Het EMU-saldo is het verschil tussen de inkomsten en uitgaven van de overheid. Een negatief saldo geeft aan dat de overheid een tekort heeft: de uitgaven zijn groter dan de inkomsten. Het EMU-saldo van de lokale overheden telt mee voor het saldo van de totale Nederlandse overheid en draagt daarmee dus bij aan het EMU-tekort of overschot van de landelijke overheid. In het Verdrag van Maastricht is afgesproken dat het EMU-tekort van een land maximaal 3% van het Bruto Binnenlands Product (BBP) mag bedragen.

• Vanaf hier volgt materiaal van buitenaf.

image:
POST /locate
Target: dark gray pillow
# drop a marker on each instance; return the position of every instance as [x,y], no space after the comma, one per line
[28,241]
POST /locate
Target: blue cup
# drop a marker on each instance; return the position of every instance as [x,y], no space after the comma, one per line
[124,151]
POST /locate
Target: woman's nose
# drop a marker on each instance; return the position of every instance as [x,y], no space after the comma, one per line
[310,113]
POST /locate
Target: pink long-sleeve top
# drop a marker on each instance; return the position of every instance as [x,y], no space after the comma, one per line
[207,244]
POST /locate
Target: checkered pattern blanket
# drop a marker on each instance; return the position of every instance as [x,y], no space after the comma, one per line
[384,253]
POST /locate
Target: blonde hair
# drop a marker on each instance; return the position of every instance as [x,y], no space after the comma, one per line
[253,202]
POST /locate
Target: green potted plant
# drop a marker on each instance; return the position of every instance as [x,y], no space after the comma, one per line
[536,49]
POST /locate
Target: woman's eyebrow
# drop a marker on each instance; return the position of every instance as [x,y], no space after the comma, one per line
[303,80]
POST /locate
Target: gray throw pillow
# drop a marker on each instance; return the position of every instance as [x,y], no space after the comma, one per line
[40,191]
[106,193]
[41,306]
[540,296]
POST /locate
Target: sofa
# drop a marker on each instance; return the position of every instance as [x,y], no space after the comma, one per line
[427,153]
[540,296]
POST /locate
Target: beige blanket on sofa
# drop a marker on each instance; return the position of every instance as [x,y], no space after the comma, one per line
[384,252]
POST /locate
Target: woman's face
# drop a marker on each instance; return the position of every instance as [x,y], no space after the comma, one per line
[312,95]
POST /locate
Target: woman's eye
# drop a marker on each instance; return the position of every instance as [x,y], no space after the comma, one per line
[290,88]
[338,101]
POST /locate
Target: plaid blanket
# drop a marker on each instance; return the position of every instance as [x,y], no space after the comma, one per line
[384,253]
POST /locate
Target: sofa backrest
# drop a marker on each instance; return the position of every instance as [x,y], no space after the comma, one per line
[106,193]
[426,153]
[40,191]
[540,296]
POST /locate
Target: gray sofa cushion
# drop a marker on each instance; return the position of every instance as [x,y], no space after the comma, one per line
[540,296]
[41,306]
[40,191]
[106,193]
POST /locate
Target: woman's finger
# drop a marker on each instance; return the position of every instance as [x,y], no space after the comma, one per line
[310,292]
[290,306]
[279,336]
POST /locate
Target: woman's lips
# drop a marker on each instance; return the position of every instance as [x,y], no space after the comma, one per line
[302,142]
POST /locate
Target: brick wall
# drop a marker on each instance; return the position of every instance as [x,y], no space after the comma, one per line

Op basis van de Wet Financiering decentrale overheden (Wet FIDO) behoort ingrijpen door de centrale overheid tot de mogelijkheden bij een dreigende overschrijding van het 3% EMU-tekort, voor zover dit wordt veroorzaakt door een ongewenste ontwikkeling van het saldo van de lokale overheid. Afspraak is dat het EMU-saldo in de begroting van de lokale overheden wordt opgenomen, zodat er inzicht is in de ontwikkeling daarvan.
In onderstaand tabel geven wij de verantwoording van het EMU-saldo over 2022 weer. Het verschil tussen de cijfers uit de jaarrekening 2022 en de bijgewerkte cijfers tot en met september 2022 is € 5.249.000 voordelig. Een van de grootste oorzaken is een voordeliger saldo van baten en lasten van € 8.921.000. Tevens is de mutatie in de voorraden ongunstiger dan de bijgewerkte cijfers ad € 4.931.000. Daar staat weer een boekwinst tegenover van € 2.905.000.